Asentí con la cabeza ante su perorata pero, la verdad, en mi fuero íntimo la tomé un poco a la ligera. Pero hoy, 36 horas después, la verdad es que “el doc” tenía razón y se quedó corto con sus advertencias: no estoy tan mal como aparezco en la imagen pero casi:  tengo una líneas de fiebre, me duele todo, desde el dedo meñique del pie izquierdo hasta la cabeza. De la cintura y el nervio ciático mejor ni les hablo y las articulaciones en brazos y piernas han adquirido la elasticidad del hierro. Mover piernas y brazos, sobre todo las primeras, es un suplicio. Cada movimiento es como si me dieran un puntazo con una faca tumbera en la rodilla y la cadera.

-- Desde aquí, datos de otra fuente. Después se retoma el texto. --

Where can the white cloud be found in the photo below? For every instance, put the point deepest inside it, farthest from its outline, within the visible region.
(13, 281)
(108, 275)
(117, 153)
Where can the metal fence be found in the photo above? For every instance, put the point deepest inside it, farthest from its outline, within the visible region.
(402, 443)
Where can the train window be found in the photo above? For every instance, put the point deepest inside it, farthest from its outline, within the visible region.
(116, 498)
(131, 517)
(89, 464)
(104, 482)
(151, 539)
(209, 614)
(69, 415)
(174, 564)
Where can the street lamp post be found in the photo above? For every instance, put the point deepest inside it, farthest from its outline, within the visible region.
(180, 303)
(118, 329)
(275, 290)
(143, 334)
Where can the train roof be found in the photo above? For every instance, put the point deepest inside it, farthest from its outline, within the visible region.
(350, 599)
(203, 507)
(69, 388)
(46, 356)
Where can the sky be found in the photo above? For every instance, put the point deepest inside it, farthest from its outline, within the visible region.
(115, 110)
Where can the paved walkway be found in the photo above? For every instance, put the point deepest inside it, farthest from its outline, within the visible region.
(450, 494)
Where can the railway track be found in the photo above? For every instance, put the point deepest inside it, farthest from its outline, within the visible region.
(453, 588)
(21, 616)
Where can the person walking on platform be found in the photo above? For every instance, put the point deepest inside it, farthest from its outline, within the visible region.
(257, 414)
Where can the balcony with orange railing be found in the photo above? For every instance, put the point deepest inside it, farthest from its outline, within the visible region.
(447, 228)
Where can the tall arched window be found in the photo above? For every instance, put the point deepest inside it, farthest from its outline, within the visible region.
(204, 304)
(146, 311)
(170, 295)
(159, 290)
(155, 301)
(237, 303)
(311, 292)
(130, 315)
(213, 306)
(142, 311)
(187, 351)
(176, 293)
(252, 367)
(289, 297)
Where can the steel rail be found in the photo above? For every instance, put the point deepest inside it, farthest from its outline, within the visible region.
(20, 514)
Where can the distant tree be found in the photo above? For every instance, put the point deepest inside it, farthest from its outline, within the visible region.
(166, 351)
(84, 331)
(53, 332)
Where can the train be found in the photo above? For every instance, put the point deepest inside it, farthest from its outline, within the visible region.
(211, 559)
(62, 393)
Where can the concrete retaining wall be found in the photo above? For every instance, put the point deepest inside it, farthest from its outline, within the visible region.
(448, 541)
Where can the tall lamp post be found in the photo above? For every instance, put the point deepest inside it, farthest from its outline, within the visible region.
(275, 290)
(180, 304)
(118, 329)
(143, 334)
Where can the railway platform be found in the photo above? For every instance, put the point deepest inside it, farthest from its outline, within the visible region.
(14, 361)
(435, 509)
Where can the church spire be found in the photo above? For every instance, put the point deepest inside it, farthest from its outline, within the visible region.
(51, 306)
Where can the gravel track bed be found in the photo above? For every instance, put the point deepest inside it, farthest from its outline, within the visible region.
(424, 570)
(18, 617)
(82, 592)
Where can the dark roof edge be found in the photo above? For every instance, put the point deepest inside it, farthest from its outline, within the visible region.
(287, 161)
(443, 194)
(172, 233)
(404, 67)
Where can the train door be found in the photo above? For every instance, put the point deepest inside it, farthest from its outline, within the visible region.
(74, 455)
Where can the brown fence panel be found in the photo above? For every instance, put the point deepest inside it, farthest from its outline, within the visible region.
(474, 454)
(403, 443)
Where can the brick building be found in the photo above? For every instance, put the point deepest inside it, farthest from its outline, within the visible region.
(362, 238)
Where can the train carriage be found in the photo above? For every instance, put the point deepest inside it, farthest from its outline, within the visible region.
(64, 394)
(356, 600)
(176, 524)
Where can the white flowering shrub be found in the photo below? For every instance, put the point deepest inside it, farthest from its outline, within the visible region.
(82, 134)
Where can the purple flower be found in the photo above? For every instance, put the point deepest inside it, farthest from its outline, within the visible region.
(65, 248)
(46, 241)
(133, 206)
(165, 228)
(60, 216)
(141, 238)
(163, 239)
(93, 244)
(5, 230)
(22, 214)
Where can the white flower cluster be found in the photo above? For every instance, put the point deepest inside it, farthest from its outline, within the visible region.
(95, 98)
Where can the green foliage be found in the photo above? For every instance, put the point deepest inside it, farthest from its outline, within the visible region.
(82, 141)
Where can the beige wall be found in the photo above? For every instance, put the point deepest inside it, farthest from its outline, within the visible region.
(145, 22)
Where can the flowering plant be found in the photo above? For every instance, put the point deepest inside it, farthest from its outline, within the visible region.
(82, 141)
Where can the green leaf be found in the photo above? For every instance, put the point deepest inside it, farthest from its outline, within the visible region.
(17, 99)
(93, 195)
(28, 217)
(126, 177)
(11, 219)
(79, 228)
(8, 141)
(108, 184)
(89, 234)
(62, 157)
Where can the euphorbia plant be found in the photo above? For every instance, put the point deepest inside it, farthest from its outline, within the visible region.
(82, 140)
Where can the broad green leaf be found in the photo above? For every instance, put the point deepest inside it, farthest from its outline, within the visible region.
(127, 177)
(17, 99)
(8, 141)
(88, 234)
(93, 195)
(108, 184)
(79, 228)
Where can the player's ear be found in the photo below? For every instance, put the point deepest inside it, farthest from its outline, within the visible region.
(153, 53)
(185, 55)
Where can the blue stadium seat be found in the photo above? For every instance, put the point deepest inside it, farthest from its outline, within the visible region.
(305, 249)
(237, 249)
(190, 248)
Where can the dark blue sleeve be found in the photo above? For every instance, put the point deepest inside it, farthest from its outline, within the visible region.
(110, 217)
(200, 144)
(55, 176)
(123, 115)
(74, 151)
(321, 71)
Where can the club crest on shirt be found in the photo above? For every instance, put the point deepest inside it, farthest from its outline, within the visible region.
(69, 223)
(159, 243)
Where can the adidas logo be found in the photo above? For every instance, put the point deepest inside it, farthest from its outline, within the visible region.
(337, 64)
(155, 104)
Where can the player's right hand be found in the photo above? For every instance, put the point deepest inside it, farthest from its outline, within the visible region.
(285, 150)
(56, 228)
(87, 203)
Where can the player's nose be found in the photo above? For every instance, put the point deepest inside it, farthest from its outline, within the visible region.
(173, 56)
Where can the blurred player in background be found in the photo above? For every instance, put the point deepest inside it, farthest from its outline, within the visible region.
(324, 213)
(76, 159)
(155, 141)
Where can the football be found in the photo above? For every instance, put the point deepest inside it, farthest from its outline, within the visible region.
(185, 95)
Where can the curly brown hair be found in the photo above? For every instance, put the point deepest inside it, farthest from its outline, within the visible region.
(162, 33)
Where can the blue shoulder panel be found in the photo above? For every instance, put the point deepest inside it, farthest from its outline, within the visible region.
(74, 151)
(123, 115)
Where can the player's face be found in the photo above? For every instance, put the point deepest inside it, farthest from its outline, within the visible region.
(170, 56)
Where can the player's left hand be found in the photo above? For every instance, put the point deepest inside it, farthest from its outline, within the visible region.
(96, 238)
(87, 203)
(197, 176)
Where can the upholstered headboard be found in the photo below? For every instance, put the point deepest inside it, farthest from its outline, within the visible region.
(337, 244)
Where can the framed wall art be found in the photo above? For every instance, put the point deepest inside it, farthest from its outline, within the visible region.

Moraleja: ¡cuídense por favor!, porque si con vacuna y todo uno queda hecho un desastre imagínense lo que puede ocurrir si, creyendo que el Covid-19 es una “gripecita” como dice Bolsonaro y lo repiten los canallas de la prensa hegemónica en la Argentina uno baja la guardia y se contagia ese maldito virus.  El doc me dijo antes de despedirme: “hágame caso. Ya está vacunado pero siga usando el barbijo, mantenga la distancia social y lávese las manos permanentemente. No se crea que con la vacuna ya está a salvo de todo riesgo.” Ayer pensé que exageraba, hoy les diría que “se quedó corto.” Por eso, amigas, amigos, amigues: cuídense. Tenemos muchas batallas por delante, y todos son imprescindibles. No caigamos en la trampa que nos tiende la derecha que apuesta, otra vez, al genocidio. Recuerden que hace cincuenta años que sus voceros vienen diciendo que este país no progresa porque “sobra gente”, porque tenemos “demasiada población”. Y el Covid-19 puede eliminar mucha gente “indeseable”, porque resulta que este virus  no es indiferente ante las clases sociales. En Estados Unidos, donde hay buenas estadísticas sobre esto, las víctimas preferenciales son los afroamericanos, los latinos y los blancos pobres. Y en nuestros países es igual. Por eso, cuidémonos porque, repito, tenemos grandes luchas que librar en los próximos meses, y para eso necesitaremos recuperar las calles. De lo contrario las principales decisiones de la vida política la tomarán las multinacionales, las grandes empresas, el sicariato mediático y la justicia corrupta. Sólo podremos hacer valer la potencia de las grandes masas populares a condición de que derrotamos la pandemia con una campaña masiva de vacunación y manteniendo los cuidados señalados por el médico: barbijo, distancia social y manos limpias.